Arrivé jeudi, soit à J-3 de l’Ironman, j’étais serein sur la capacité d’Air France à faire suivre mon vélo dans l’avion. Mais si nous voulions pouvoir profiter la semaine qui suivait l'événement, partir au plus tard était la meilleure option. Arrivé à Montreal et après une très longue attente (vol complet, je vous laisse imaginer la tonne de bagages qui circulait) j’ai retrouvé tout mon matériel. Mont Tremblant, “nous v’la”!
J-2, pas grand chose à faire, une petite natation en famille, un petit tour de vélo pour aller chercher le dossard, le briefing Pro et un petit tour dans mon tremblant. J’aurais quand même expérimenté une des plus chères natations de ma vie! Je vous explique:
La très gentille (ils sont tous gentils ici) hôtesse de caisse nous a demandé si on avait “des caps de bains”?
“Euh oui on a des serviettes, mais des caps de bain”
Elle redit “Des caps de bains” en montrant sa tête
“Ah ok des bonnets, non pas sur nous, j’en ai à peu près 378 à la maison mais pas ici”
“D’accord, c’est obligatoire, je vous en vend 4?”
“Ok”
Les enfants essayent pour savoir quelle taille, etc…ça vous fera 60$.
“OUCH, ça pique pour une heure dans l’eau!!!”
On dira que l’expérience a été bonne au moins, la piscine était cool, les enfants se sont bien amusés et Clémence a pu nager un peu. Dans ces moments où on se fait un peu avoir on a tendance à se dire “Cool, c’est les vacances!” non?
S’ensuit un vélo durant lequel je reconnais la boucle finale à parcourir 2 fois durant l’IM. Cette boucle s’appelle “Chemin Duplessis”, les canadiens qui aiment donner des noms originaux auraient très bien pu l’appeler “La route des toboggans” ou “le tape-cul”! On y alterne des portions de montées raides entre 10 et 15% avec des descentes rapides et ce durant 10kms (à l’aller) puis demi-tour au bout pour reprendre cette même route: rebelote. Je ne vais pas vous cacher que je préfère ce genre de route aux autoroutes toutes plates de Salou mais il va falloir être sage pour ne pas y laisser trop de plumes dans ces montagnes russes dimanche! Briefing PRO en anglais, rien de spécial, un peu d’humour canadiens, c’est détendu et j’y retrouve Romain Guillaume, autre pro français engagé. On fait connaissance, on discute, il est super sympa. Très heureux d’avoir pu le rencontrer, simple et abordable. Il a gagné ici il y a 10 ans et a participé 6 fois au IM Mont Tremblant! Moi je n’en suis qu’à ma première participation ici mais le lieu m’est familier pour y être venu il y a 8 ans en amoureux avec Clémence avant que le tourbillon des naissance ne nous envoie 2 petits mecs pleins d’énergie et en bonne santé (auto persuasion qu’ils sont mignons malgré le fait qu’ils nous usent!!!).

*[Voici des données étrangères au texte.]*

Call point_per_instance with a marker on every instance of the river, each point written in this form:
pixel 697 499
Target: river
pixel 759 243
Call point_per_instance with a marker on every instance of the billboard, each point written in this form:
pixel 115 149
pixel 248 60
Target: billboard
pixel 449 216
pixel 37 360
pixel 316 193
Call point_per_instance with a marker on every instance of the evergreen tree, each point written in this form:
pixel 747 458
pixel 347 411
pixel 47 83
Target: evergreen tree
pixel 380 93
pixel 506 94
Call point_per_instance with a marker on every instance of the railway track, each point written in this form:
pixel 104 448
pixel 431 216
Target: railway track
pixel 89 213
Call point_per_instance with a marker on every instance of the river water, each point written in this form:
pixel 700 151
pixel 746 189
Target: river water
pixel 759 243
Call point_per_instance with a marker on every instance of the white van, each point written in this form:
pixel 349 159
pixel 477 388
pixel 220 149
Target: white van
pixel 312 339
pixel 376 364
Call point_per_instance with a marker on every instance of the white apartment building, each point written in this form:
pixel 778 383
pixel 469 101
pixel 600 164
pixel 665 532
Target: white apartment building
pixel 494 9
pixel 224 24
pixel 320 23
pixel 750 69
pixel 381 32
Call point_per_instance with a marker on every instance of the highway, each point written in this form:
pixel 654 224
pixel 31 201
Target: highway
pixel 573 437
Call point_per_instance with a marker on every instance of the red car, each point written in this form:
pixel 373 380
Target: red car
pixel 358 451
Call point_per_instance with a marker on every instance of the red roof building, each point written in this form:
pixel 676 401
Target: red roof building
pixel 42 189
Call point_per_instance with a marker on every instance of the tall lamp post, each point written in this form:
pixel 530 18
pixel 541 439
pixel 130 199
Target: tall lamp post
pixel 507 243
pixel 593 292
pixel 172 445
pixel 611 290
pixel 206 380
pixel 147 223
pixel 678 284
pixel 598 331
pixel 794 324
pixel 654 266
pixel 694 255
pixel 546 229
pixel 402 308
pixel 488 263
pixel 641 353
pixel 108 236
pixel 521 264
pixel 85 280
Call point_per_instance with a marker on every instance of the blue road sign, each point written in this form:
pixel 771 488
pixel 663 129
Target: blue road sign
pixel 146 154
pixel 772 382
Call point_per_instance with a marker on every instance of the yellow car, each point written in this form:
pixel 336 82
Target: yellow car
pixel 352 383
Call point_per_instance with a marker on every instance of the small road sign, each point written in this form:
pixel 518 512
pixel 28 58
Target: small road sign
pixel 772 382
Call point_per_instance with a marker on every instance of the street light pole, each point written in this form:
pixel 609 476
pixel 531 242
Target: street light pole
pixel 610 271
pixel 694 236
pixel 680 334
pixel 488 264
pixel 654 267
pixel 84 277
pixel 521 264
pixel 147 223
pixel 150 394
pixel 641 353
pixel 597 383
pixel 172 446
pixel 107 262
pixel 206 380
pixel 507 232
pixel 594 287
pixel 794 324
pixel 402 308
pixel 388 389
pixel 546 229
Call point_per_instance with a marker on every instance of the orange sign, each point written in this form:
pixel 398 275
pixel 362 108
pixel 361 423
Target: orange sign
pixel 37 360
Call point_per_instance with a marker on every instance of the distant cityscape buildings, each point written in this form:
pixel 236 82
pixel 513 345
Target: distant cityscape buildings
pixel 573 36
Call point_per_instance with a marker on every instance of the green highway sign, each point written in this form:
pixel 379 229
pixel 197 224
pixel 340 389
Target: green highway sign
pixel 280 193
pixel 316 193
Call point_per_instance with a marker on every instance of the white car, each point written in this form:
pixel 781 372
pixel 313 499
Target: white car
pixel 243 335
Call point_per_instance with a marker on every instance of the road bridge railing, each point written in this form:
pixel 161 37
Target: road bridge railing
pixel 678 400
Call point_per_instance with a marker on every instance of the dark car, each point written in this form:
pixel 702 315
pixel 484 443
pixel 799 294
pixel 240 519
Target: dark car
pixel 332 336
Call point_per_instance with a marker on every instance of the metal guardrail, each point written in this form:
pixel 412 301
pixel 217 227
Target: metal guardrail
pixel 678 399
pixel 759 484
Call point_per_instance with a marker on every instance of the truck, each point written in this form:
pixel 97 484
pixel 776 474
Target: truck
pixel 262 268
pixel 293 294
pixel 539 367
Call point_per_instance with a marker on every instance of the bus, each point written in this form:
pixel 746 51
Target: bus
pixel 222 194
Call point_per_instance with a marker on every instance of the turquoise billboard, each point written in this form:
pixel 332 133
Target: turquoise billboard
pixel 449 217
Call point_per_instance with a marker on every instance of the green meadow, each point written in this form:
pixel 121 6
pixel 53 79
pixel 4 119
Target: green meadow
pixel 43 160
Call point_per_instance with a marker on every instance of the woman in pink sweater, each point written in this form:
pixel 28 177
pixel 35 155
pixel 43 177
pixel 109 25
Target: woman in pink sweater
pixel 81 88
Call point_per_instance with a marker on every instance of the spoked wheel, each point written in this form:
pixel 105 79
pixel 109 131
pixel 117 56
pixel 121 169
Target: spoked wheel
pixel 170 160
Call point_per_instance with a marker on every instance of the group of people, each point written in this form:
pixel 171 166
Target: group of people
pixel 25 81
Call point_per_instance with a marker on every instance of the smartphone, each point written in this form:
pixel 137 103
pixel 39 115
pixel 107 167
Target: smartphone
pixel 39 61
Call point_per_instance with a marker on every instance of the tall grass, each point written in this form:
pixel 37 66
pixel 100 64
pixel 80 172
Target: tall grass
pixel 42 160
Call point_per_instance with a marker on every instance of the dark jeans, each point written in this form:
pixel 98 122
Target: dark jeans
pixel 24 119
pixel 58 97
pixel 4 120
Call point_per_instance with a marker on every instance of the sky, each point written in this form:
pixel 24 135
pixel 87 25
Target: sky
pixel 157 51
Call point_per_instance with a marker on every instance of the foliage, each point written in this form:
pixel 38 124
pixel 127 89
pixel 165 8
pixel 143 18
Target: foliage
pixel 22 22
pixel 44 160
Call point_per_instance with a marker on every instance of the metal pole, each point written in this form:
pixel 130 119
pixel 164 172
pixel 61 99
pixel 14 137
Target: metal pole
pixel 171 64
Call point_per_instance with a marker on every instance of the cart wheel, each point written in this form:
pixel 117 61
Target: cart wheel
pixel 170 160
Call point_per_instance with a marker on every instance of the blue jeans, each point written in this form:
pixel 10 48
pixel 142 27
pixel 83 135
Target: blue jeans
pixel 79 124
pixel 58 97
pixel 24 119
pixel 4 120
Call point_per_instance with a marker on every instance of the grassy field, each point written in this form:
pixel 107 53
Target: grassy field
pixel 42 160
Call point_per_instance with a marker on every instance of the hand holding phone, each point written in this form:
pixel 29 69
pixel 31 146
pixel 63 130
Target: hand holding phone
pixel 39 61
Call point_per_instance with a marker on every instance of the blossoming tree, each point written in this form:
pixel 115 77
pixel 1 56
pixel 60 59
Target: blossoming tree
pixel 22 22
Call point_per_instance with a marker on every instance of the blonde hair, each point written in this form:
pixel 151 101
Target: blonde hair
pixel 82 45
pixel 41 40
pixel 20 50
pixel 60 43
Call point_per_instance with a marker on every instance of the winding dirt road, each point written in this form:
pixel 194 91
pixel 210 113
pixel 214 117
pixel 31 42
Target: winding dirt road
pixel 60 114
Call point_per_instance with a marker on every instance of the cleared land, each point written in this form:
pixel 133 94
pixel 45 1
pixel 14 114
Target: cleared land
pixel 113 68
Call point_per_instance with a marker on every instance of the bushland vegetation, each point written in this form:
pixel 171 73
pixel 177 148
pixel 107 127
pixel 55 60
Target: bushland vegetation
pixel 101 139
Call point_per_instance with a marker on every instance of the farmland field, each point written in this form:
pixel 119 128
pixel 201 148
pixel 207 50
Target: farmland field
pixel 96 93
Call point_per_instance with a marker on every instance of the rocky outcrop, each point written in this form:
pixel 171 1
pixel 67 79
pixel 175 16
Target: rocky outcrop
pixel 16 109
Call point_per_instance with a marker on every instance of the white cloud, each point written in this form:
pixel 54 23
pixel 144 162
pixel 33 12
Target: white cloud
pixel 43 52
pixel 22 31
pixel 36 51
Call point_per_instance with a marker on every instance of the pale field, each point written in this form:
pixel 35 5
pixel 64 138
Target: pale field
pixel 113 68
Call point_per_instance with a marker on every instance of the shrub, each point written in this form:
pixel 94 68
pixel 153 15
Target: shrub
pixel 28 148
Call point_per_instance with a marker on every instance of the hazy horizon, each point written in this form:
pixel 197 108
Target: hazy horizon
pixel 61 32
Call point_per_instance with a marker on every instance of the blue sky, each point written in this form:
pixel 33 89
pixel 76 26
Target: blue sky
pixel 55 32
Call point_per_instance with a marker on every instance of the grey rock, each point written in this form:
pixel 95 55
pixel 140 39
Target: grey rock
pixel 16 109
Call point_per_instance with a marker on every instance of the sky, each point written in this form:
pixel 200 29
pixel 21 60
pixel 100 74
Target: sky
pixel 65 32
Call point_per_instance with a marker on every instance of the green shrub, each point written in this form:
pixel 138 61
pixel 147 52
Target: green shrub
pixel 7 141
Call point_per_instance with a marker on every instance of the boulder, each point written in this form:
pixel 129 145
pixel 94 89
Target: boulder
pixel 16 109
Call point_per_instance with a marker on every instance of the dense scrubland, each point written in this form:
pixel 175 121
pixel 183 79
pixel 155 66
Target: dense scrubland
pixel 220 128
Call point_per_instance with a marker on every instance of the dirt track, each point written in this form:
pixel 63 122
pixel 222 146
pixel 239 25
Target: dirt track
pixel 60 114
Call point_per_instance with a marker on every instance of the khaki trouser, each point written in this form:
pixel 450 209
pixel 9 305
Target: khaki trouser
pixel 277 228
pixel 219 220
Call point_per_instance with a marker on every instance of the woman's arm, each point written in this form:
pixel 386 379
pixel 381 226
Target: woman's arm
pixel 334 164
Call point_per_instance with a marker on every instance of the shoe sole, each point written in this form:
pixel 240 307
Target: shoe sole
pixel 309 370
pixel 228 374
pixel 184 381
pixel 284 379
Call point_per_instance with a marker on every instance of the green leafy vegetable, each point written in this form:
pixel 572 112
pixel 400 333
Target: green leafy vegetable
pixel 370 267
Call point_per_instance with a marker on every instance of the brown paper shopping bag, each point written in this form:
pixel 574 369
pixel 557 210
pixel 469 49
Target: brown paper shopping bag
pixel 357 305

Bon on avance? J-1? Vous sentez qu’il va être long ce CR non? Veille de course rapidement alors : footing sur le “petit train du Nord”, la piste cyclable interminable du coin. Dépose du vélo, retour en bus et glandouillage tout l’aprem.

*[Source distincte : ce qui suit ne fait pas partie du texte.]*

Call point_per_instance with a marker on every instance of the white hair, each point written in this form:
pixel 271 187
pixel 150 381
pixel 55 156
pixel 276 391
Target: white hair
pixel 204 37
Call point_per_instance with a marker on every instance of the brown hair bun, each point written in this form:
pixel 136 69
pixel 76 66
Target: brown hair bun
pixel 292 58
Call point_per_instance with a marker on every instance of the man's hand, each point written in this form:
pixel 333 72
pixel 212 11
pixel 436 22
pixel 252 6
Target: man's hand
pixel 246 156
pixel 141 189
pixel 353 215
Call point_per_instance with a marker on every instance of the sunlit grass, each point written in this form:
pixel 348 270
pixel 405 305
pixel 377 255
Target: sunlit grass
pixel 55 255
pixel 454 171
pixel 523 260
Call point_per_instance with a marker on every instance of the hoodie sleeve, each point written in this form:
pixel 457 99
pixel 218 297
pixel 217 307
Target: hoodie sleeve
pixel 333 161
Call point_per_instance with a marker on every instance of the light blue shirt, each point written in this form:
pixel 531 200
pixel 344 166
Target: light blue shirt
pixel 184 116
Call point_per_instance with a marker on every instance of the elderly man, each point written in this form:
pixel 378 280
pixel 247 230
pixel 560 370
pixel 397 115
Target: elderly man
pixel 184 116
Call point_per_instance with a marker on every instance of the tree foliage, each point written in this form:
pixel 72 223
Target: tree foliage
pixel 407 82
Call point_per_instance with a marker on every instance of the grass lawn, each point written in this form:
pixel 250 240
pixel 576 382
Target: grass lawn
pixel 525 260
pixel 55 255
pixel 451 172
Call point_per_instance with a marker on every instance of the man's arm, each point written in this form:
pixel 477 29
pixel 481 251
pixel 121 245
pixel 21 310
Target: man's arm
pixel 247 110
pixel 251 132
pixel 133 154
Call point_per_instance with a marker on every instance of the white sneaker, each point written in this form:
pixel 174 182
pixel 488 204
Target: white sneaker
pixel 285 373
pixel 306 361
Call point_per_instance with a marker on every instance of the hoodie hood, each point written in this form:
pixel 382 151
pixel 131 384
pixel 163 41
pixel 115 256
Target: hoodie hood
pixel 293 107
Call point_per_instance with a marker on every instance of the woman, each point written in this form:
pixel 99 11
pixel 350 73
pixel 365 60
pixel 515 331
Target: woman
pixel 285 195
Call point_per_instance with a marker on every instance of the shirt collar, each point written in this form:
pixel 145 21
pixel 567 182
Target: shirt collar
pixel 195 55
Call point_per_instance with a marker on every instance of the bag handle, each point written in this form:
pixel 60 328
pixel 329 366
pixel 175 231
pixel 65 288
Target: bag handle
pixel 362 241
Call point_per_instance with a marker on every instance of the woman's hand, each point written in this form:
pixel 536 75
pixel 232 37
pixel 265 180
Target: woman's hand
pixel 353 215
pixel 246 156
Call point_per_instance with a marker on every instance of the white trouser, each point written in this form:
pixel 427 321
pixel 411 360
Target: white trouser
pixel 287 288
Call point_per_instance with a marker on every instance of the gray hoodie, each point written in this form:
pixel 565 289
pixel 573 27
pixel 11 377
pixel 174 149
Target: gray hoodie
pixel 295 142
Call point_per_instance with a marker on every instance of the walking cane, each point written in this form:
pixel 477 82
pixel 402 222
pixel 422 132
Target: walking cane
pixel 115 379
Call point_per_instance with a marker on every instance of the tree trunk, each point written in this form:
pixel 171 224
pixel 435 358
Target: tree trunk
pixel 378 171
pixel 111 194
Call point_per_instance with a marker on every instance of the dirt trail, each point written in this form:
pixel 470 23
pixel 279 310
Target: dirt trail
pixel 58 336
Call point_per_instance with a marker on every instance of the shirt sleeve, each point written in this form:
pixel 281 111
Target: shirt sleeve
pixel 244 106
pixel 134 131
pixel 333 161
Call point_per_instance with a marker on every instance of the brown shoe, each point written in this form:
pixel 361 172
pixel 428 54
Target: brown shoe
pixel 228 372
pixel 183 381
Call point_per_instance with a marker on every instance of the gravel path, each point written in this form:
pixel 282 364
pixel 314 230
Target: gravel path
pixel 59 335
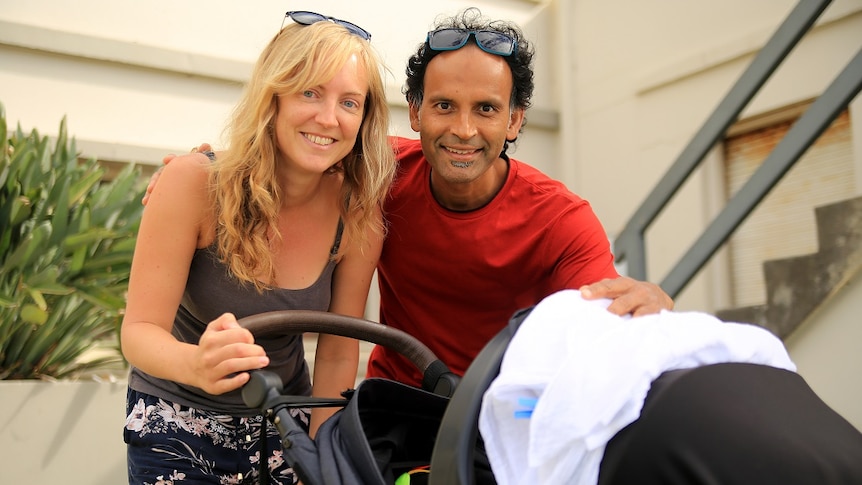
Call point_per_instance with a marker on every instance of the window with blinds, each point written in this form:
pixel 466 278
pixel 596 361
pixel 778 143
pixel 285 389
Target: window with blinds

Jour J, on y est! Levé 3h35 pour départ 6h35. Gatosport avalé (merci Yannick et Mat’ pour les conseils, le goût Caramel Beurre salé est trop bon), bananes, thé, go! Check du vélo déposé la veille, j’y met la bouffe du jour, tout est ok. Eau à 22.0°C, combi interdite pour les pros, les groupes d'âges pourront quant à eux nager bien au chaud et bien flotter. Je me fais violence pour aller m’échauffer dans l’eau en swimskin malgré qu’il ne fasse pas chaud. Dans l’eau ça va elle est fraîche mais je me dit qu’on va se réchauffer. Je ressors de l’eau et là ça pique! Je tremble de tout mon corps, le kway de mon père évite que j’ai encore plus froid mais j’ai froid! Je l’enlève à 5’ du départ, j’ai froid. Puis je n’y pense plus, je n’attends qu’une chose, PARTIR.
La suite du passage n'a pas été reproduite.